Joe Biden eyes sanctions on Russia’s ‘dark fleet’ of oil ships
In his last weeks in office, Joe Biden is planning sanctions against Russia’s energy sector, targeting the ships carrying Russian oil around the world and bolstering Vladimir Putin’s war chest.
President Biden is considering new sanctions against Russia’s lucrative energy sector in his final weeks in office.
The United States unleashed a wave of damaging measures to choke the Russian economy after the invasion of Ukraine in 2022, but Mr Biden, 82, had been reluctant to hit the energy sector for fear of a global rise in oil and gas prices. That calculation is believed to have changed.
With US inflation having significantly eased and the election out of the way, Mr Biden is ready to target the “dark fleet” of ships carrying Russian oil around the world and bolstering President Putin’s war chest. According to The Washington Post, those ships would be the main focus of a new sanctions package, alongside Russian oil exporters that have not yet been targeted.
Sources told the newspaper that Mr Biden’s options included revoking a licence allowing banks to process Russian energy transactions.
They added the sanctions would give Donald Trump, the president-elect, greater leverage in negotiations with Putin to end the war in Ukraine.
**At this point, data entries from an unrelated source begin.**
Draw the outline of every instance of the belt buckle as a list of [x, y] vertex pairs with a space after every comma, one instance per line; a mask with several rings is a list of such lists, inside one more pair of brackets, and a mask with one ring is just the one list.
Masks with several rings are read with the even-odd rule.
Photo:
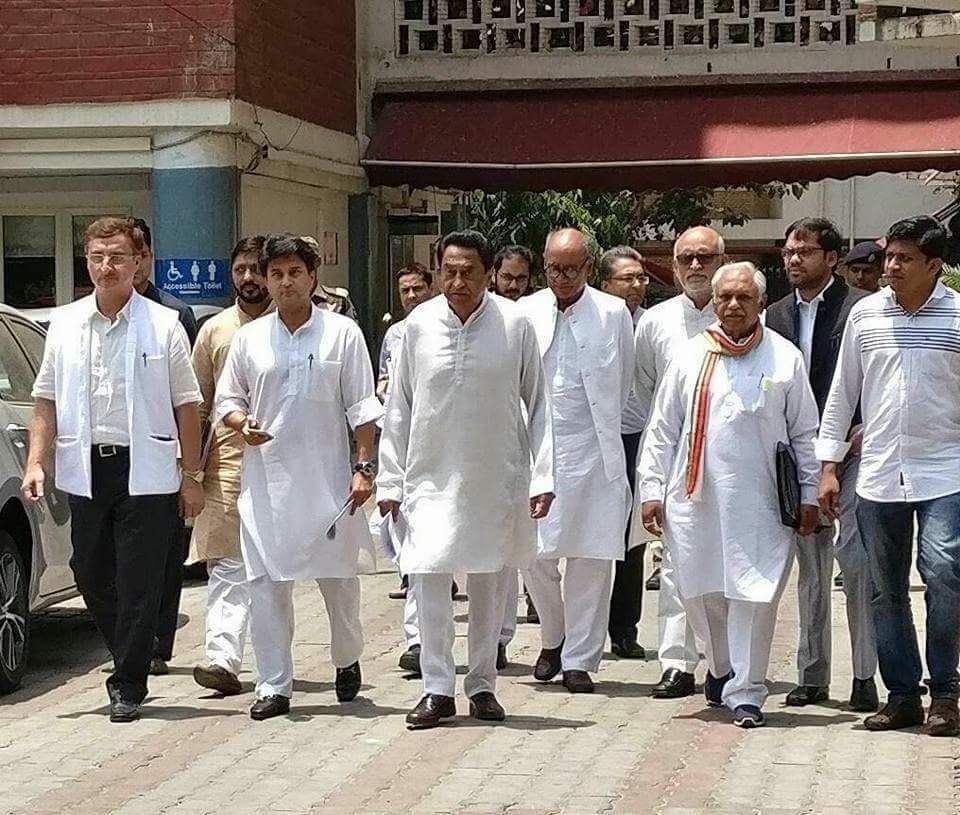
[[115, 444], [98, 444], [97, 452], [100, 453], [100, 458], [110, 458], [117, 454], [117, 445]]

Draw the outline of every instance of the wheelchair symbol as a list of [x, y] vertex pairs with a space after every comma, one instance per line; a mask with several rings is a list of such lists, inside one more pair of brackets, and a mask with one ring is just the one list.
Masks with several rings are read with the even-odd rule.
[[170, 261], [170, 268], [167, 269], [167, 280], [171, 283], [176, 283], [178, 280], [183, 278], [182, 272], [174, 265], [173, 261]]

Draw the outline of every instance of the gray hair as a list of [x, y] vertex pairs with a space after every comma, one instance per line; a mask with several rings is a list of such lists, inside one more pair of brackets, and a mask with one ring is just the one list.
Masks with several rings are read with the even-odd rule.
[[753, 278], [753, 285], [757, 287], [757, 292], [761, 297], [764, 297], [767, 293], [767, 278], [763, 276], [756, 266], [754, 266], [749, 260], [741, 260], [736, 263], [725, 263], [716, 272], [713, 273], [713, 279], [710, 281], [710, 288], [713, 290], [713, 293], [717, 293], [717, 287], [720, 285], [720, 281], [726, 277], [728, 274], [736, 274], [739, 272], [749, 272], [750, 276]]
[[554, 235], [558, 234], [559, 232], [564, 232], [568, 229], [572, 229], [574, 232], [579, 232], [581, 235], [583, 235], [584, 251], [587, 253], [587, 258], [593, 264], [594, 268], [596, 268], [597, 260], [600, 257], [600, 244], [597, 243], [597, 239], [594, 237], [593, 233], [587, 232], [584, 229], [580, 229], [578, 226], [561, 226], [557, 227], [556, 229], [551, 229], [547, 234], [546, 241], [544, 241], [543, 244], [544, 251], [546, 251], [547, 245], [550, 243], [550, 239]]
[[612, 249], [607, 249], [607, 251], [600, 256], [599, 271], [601, 280], [610, 279], [610, 275], [613, 274], [613, 266], [618, 260], [633, 260], [637, 263], [643, 263], [643, 255], [632, 246], [614, 246]]
[[676, 259], [676, 257], [677, 257], [677, 244], [680, 242], [680, 238], [682, 238], [682, 237], [683, 237], [684, 235], [686, 235], [688, 232], [693, 232], [694, 229], [709, 229], [711, 232], [713, 232], [713, 233], [717, 236], [717, 254], [718, 254], [718, 255], [723, 255], [723, 254], [726, 253], [726, 251], [727, 251], [727, 246], [726, 246], [726, 243], [725, 243], [724, 240], [723, 240], [723, 235], [721, 235], [719, 232], [717, 232], [716, 229], [714, 229], [712, 226], [691, 226], [689, 229], [684, 229], [683, 232], [681, 232], [679, 235], [677, 235], [676, 239], [673, 241], [673, 257], [674, 257], [674, 259]]

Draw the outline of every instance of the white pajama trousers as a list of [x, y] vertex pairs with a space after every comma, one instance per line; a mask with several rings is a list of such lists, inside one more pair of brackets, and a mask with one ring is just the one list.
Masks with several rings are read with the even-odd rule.
[[667, 546], [663, 547], [663, 560], [660, 562], [657, 622], [660, 628], [660, 646], [657, 650], [660, 670], [675, 668], [692, 674], [700, 664], [700, 650], [693, 627], [687, 620], [683, 600], [680, 599], [677, 570]]
[[239, 674], [250, 622], [247, 570], [242, 560], [221, 558], [208, 563], [208, 574], [207, 661]]
[[614, 561], [584, 557], [565, 561], [562, 577], [557, 559], [537, 560], [523, 573], [540, 615], [540, 643], [543, 648], [563, 643], [564, 671], [596, 671], [607, 640]]
[[777, 608], [789, 574], [788, 565], [769, 603], [730, 600], [719, 592], [684, 600], [687, 619], [703, 642], [710, 673], [719, 679], [733, 671], [721, 697], [730, 710], [740, 705], [763, 707], [767, 700], [765, 681]]
[[[508, 576], [516, 581], [516, 570], [492, 574], [468, 574], [467, 675], [463, 692], [475, 696], [494, 693], [497, 685], [497, 642], [503, 623]], [[453, 659], [456, 630], [452, 574], [412, 574], [410, 587], [416, 594], [420, 616], [420, 673], [424, 693], [453, 696], [457, 666]]]
[[[250, 587], [250, 634], [257, 660], [257, 698], [293, 693], [292, 580], [258, 577]], [[330, 620], [330, 660], [346, 668], [363, 653], [360, 578], [321, 577], [317, 586]]]

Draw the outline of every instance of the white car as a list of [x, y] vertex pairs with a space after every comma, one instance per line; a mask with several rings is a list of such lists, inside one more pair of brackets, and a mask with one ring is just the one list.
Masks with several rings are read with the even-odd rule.
[[70, 569], [70, 507], [53, 489], [37, 504], [20, 497], [27, 458], [30, 391], [44, 330], [0, 305], [0, 694], [16, 689], [30, 651], [30, 614], [78, 592]]
[[[197, 328], [202, 326], [214, 314], [219, 314], [223, 311], [223, 306], [209, 306], [205, 304], [192, 305], [190, 308], [193, 311], [193, 316], [197, 318]], [[52, 308], [24, 308], [20, 310], [20, 313], [25, 314], [35, 323], [46, 328], [50, 325], [50, 313], [52, 311]]]

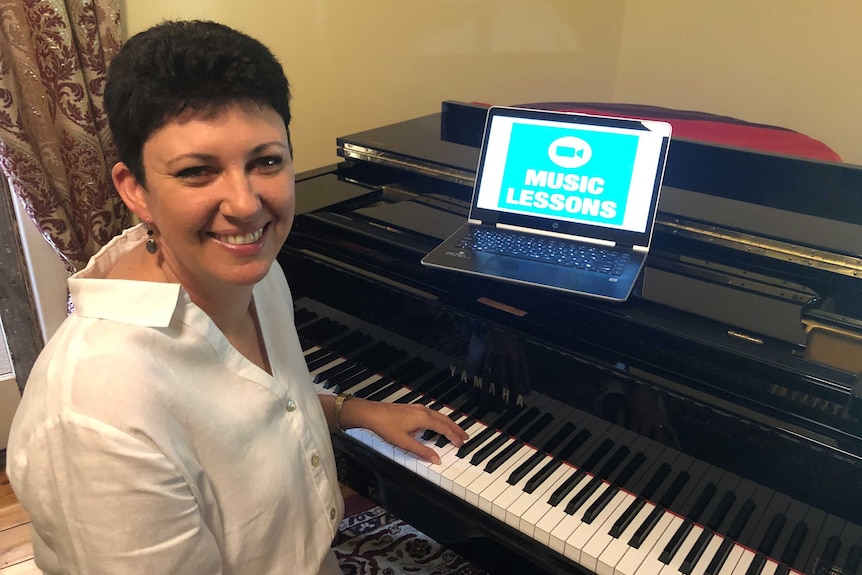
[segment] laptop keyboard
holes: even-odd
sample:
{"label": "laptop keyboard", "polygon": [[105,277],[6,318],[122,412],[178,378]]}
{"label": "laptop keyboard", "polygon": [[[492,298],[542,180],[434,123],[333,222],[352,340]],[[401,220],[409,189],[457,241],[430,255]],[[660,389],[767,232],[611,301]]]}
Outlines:
{"label": "laptop keyboard", "polygon": [[527,260],[622,275],[629,254],[563,239],[525,236],[501,230],[474,229],[456,244],[459,249],[507,255]]}

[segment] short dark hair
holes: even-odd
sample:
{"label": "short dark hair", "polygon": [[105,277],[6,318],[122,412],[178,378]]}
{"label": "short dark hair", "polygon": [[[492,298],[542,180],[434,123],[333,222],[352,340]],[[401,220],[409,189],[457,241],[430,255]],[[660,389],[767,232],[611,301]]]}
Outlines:
{"label": "short dark hair", "polygon": [[216,22],[157,24],[129,38],[108,68],[105,109],[114,145],[141,183],[142,151],[153,132],[185,111],[210,114],[243,102],[277,112],[290,144],[290,88],[281,64],[258,40]]}

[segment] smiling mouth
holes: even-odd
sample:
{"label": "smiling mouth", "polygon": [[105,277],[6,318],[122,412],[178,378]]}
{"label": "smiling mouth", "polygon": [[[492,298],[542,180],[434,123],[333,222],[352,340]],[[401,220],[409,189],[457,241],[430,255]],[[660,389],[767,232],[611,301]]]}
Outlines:
{"label": "smiling mouth", "polygon": [[[267,224],[269,225],[269,224]],[[253,244],[260,239],[263,235],[264,230],[266,230],[266,226],[259,228],[253,232],[247,233],[245,235],[236,235],[236,236],[220,236],[217,234],[211,234],[213,238],[217,239],[220,242],[230,244],[232,246],[245,246],[248,244]]]}

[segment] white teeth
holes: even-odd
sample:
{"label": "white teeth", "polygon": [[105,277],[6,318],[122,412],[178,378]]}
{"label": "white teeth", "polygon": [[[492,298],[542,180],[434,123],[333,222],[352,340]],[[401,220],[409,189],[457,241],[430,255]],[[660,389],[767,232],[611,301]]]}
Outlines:
{"label": "white teeth", "polygon": [[235,246],[243,246],[246,244],[253,244],[257,240],[260,239],[260,236],[263,235],[263,228],[259,230],[255,230],[250,234],[245,234],[244,236],[218,236],[218,239],[223,241],[226,244],[233,244]]}

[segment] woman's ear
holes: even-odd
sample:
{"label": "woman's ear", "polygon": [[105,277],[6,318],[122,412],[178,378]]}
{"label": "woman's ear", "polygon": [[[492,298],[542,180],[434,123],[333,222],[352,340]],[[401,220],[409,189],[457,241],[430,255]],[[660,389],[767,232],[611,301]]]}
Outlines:
{"label": "woman's ear", "polygon": [[129,167],[123,162],[117,162],[111,169],[111,178],[126,207],[142,221],[150,221],[147,190]]}

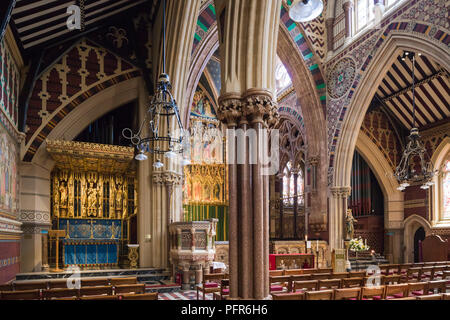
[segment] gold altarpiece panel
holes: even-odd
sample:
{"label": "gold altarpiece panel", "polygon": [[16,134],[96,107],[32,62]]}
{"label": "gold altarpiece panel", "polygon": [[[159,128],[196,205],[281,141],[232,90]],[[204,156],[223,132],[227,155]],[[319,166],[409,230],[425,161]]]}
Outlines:
{"label": "gold altarpiece panel", "polygon": [[[47,151],[56,162],[51,175],[52,225],[66,230],[59,257],[62,264],[123,264],[132,231],[130,220],[137,215],[134,149],[47,140]],[[80,250],[86,254],[81,256]],[[98,257],[105,252],[107,259],[100,261]]]}

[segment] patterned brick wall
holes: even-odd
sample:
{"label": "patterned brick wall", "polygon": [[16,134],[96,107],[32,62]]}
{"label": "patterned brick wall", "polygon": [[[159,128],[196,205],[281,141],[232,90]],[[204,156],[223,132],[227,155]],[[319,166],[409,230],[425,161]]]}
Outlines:
{"label": "patterned brick wall", "polygon": [[0,284],[8,282],[20,270],[20,242],[0,240]]}
{"label": "patterned brick wall", "polygon": [[355,225],[355,237],[367,239],[370,250],[384,252],[384,219],[383,216],[358,217]]}

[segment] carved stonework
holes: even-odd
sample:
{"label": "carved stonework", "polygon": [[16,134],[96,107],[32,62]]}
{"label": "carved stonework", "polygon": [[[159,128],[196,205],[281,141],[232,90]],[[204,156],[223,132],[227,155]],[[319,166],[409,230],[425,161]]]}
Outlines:
{"label": "carved stonework", "polygon": [[183,185],[183,176],[175,172],[154,172],[153,173],[153,183],[159,185],[171,184],[174,186]]}
{"label": "carved stonework", "polygon": [[348,198],[352,191],[351,187],[332,187],[331,194],[335,198]]}

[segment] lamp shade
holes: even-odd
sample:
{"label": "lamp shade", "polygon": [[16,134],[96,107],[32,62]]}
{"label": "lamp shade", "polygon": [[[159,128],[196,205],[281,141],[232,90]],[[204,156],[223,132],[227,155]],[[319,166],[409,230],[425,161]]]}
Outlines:
{"label": "lamp shade", "polygon": [[320,16],[322,11],[322,0],[294,0],[289,9],[289,17],[296,22],[306,22]]}

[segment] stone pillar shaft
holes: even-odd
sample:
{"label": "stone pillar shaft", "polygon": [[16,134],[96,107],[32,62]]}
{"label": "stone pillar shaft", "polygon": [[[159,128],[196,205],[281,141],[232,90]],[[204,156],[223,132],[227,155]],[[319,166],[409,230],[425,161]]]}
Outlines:
{"label": "stone pillar shaft", "polygon": [[345,14],[345,38],[346,40],[353,35],[353,1],[346,1],[342,5]]}
{"label": "stone pillar shaft", "polygon": [[344,220],[347,212],[347,199],[350,195],[350,191],[351,187],[331,188],[333,197],[330,201],[330,250],[344,249]]}

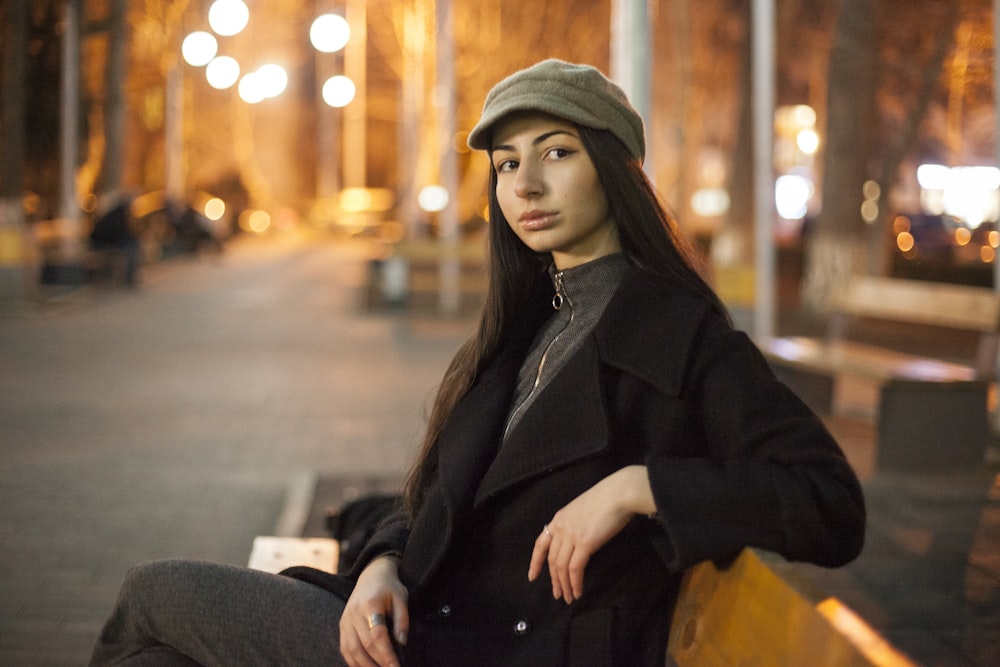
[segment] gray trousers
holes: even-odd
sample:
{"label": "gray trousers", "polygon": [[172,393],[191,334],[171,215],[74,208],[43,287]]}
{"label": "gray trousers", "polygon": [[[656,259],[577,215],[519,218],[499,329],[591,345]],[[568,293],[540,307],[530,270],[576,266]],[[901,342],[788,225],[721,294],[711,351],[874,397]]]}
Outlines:
{"label": "gray trousers", "polygon": [[344,601],[289,577],[168,560],[131,569],[91,665],[344,665]]}

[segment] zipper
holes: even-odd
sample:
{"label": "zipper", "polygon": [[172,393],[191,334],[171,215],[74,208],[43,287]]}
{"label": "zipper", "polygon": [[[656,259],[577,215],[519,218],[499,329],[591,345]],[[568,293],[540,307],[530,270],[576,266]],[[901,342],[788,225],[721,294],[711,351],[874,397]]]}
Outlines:
{"label": "zipper", "polygon": [[[565,298],[563,297],[564,287],[563,287],[562,271],[557,273],[554,277],[556,281],[556,293],[552,295],[552,308],[555,310],[559,310],[560,308],[562,308],[563,301],[565,301]],[[572,306],[572,304],[570,304],[570,306]],[[570,315],[570,319],[572,318],[573,316]]]}
{"label": "zipper", "polygon": [[541,384],[542,370],[545,368],[545,360],[548,359],[549,357],[549,351],[552,349],[552,346],[556,344],[556,341],[558,341],[559,338],[562,337],[563,333],[567,329],[569,329],[569,325],[573,322],[573,317],[576,315],[576,313],[573,312],[573,301],[570,300],[568,297],[566,297],[564,294],[562,271],[555,274],[554,278],[556,283],[556,293],[552,297],[552,307],[555,310],[559,310],[560,308],[562,308],[563,303],[568,303],[569,319],[566,320],[566,325],[562,328],[562,331],[557,333],[552,338],[552,340],[549,341],[549,344],[545,346],[545,352],[542,353],[542,358],[538,360],[538,369],[535,371],[535,382],[531,385],[531,391],[529,391],[528,395],[524,397],[524,400],[518,403],[517,407],[511,411],[510,417],[507,419],[507,425],[504,426],[503,429],[502,442],[507,440],[507,435],[510,433],[510,427],[514,423],[514,418],[517,417],[518,413],[521,412],[521,409],[524,408],[524,406],[527,405],[528,401],[530,401],[531,398],[535,395],[535,391],[538,389],[538,385]]}

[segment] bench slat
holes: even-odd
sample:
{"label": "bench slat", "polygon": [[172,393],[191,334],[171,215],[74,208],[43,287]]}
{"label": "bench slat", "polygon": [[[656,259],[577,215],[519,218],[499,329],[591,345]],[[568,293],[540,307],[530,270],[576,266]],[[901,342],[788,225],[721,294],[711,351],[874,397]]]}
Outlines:
{"label": "bench slat", "polygon": [[830,375],[846,374],[875,380],[893,378],[927,382],[969,382],[977,379],[971,366],[927,359],[852,341],[824,342],[790,336],[760,341],[765,355],[790,366]]}
{"label": "bench slat", "polygon": [[850,628],[842,616],[831,622],[843,605],[820,605],[744,549],[726,568],[705,562],[685,574],[667,653],[679,667],[915,667],[857,615]]}
{"label": "bench slat", "polygon": [[967,287],[872,276],[856,277],[838,299],[841,312],[881,320],[993,332],[1000,325],[1000,297]]}

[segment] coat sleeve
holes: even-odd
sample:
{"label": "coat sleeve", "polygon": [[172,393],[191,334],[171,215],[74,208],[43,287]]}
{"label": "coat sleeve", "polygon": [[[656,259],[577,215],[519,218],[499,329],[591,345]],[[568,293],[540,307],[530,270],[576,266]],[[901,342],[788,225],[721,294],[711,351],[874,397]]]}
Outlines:
{"label": "coat sleeve", "polygon": [[703,456],[664,443],[650,483],[677,570],[750,546],[827,567],[864,541],[860,483],[822,421],[779,382],[742,332],[708,317],[691,345],[683,394]]}
{"label": "coat sleeve", "polygon": [[346,601],[358,582],[358,576],[368,563],[387,553],[402,553],[409,535],[407,525],[408,521],[403,512],[395,512],[383,519],[347,572],[330,574],[314,567],[297,565],[282,570],[280,574],[319,586]]}

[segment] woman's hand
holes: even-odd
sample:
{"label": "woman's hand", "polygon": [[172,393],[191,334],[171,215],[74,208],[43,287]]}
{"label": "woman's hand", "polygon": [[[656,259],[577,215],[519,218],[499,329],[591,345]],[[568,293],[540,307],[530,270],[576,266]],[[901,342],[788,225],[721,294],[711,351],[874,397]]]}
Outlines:
{"label": "woman's hand", "polygon": [[546,561],[552,597],[567,604],[583,594],[583,571],[590,557],[617,535],[634,514],[656,511],[645,466],[627,466],[577,496],[555,513],[535,540],[528,580]]}
{"label": "woman's hand", "polygon": [[340,617],[340,652],[351,667],[398,667],[387,619],[395,639],[406,644],[409,593],[399,580],[394,556],[376,558],[361,571]]}

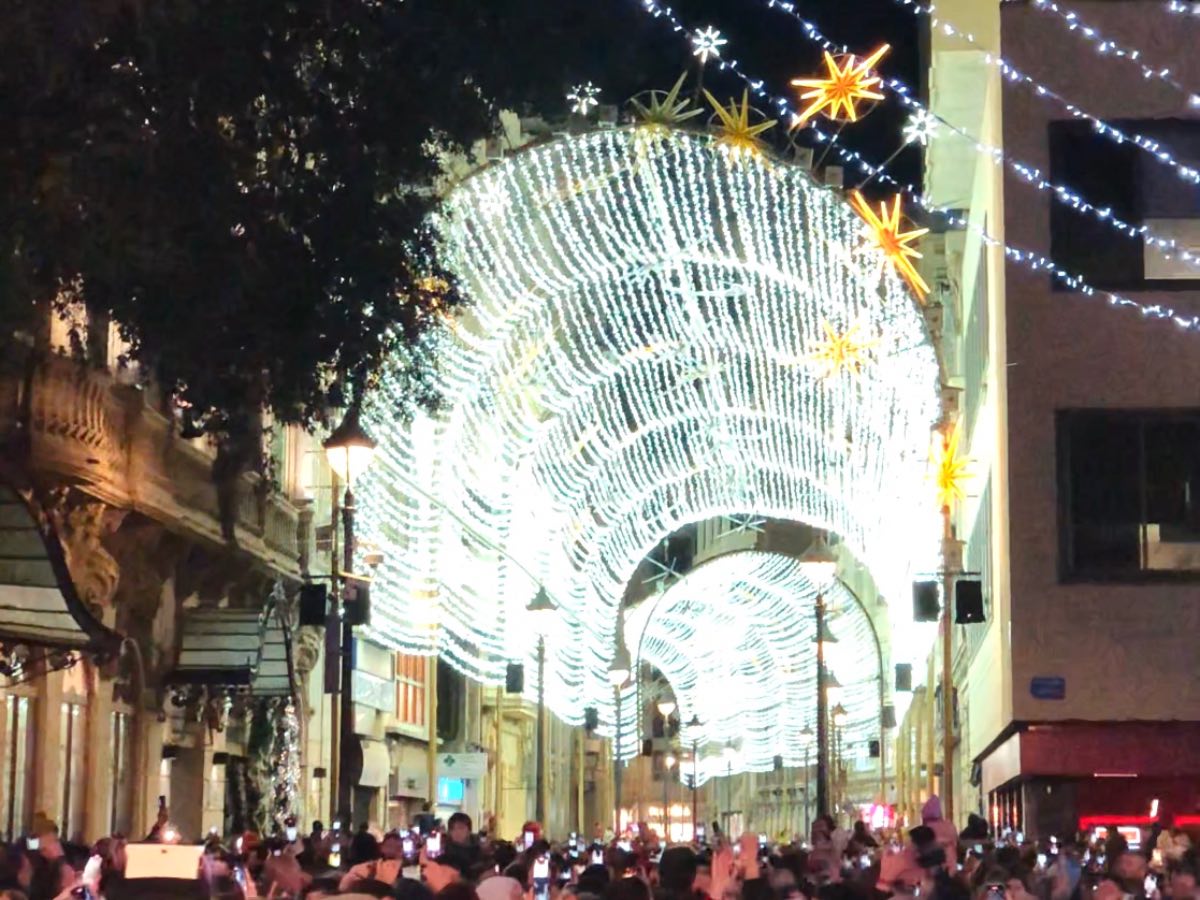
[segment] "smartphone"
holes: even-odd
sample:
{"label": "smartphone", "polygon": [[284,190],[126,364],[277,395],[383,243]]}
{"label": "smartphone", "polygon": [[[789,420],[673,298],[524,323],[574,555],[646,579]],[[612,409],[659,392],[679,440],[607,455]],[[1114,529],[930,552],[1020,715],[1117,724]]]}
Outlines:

However, it remains to be seen if Mr Trump would welcome the move.
Mr Trump, 78, who has promised to bring the conflict to a swift conclusion, has criticised Mr Biden’s decision to allow Ukrainian forces to use American medium-range weapons to strike deep into Russian territory. It is unclear if he would welcome sanctions viewed in Moscow as another escalation.
The sanctions are a change in policy. “The Biden administration has been worried about increasing gas prices and worsening inflation. That was the main constraint on their Russia sanctions policy – the domestic ramifications,” Edward Fishman, senior research scholar at Columbia University’s Center on Global Energy Policy, told the Post. “But the election is over, and inflation is under control. The reasons to be this cautious on sanctions don’t apply any more.”
After Russia invaded Ukraine in February 2022 Mr Biden marshalled a forceful response from western allies. This included imposing a cap on the price of Russian oil to restrict profits and drain the financial source of the war effort.
While the “dark fleet” has helped Mr Putin evade some measures, the sanctions have worked to a degree. Inflation in Russia’s war-focused economy is soaring and its central bank has raised interest rates to 21 per cent. The rouble has also been weakened.
Western officials hope that financial pain will allow Ukraine to extract greater concessions from Putin during negotiations.